Sift the flour twice with 1/2 cup of the sugar.


With an electric mixer on high speed, beat the egg whites, cream of tartar and salt until soft peaks form when the mixer is removed from the batter.


Add half of the remaining sugar and beat for 1 minute. Add the remaining sugar, 2 tablespoons at a time, beating after each addition.


Stir in the vanilla and almond extract.


Fold the flour and sugar mixture into the egg whites, 1/4 cup at a time, just until incorporated.


Put the batter in an ungreased 10" tube pan and bake until the cake is light golden brown and springy to the touch, about 1 hour. Invert the pan and let the cake cool completely before removing from the pan.


For the fruit compote:


Bring the sugar and lemon zest to a boil over high heat. Simmer for 5 minutes. This will extract flavor from the peel, dissolve the sugar and make a syrup.

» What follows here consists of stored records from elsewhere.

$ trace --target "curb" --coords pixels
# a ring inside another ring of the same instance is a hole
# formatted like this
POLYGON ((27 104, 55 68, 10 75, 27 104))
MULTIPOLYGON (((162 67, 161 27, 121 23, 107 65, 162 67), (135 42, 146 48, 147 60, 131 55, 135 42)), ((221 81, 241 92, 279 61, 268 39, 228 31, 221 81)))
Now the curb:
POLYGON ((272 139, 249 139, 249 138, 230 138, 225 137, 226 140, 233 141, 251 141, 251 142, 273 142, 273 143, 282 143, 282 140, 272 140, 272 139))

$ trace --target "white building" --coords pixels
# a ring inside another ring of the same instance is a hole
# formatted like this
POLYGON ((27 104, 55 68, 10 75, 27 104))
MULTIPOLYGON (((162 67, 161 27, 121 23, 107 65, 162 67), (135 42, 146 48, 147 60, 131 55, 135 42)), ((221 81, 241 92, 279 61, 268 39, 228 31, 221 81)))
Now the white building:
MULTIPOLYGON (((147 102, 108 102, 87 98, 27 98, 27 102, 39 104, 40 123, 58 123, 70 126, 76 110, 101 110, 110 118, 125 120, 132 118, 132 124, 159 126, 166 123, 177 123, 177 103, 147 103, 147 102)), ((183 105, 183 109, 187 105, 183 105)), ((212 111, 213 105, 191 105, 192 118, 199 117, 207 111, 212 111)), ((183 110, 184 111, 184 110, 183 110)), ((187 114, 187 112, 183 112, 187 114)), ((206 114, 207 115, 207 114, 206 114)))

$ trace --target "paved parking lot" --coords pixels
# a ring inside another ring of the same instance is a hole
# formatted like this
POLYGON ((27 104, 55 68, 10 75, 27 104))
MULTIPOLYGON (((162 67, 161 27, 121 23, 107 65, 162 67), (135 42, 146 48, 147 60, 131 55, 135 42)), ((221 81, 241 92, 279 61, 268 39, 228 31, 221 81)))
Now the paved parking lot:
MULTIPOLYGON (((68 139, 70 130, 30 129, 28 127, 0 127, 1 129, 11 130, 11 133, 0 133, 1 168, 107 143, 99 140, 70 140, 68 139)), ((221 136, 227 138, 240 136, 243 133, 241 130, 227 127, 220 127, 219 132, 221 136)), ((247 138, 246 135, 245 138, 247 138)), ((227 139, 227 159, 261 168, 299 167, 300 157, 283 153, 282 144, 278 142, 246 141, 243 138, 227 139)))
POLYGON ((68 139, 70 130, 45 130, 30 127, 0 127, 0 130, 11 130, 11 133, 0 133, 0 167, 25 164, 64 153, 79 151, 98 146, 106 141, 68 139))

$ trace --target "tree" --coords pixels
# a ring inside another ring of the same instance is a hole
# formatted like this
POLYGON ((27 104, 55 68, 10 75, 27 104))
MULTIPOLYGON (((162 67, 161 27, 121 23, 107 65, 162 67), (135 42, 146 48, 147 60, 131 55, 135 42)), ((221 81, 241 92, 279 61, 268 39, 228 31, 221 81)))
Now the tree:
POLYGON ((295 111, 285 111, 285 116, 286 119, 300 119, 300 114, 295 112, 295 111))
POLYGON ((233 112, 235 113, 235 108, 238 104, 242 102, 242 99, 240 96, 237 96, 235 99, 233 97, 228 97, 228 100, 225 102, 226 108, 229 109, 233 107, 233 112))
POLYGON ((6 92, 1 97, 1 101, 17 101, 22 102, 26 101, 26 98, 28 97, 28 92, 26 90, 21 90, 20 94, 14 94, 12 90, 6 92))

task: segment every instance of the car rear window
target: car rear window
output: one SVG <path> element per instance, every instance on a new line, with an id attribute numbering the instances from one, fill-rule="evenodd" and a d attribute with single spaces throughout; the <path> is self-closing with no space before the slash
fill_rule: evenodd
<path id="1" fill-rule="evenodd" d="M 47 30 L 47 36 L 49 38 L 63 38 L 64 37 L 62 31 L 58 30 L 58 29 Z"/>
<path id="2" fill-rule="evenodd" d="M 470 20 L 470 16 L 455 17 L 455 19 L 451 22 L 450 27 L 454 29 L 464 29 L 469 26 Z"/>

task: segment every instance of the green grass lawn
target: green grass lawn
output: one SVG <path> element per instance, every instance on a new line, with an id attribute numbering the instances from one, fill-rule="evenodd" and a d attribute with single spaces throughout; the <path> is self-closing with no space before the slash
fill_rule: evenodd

Add the fruit and continue to cook for about 5 minutes until just tender.


Remove the fruit from the juice and set aside. Discard the lemon zest.


Reduce the juice over medium-high heat for about 5 minutes, until it becomes syrupy.


Pour the reduced syrup over the cooked fruit and serve with a slice of cake. (Store the leftover cake in an airtight container or freeze for longer storage).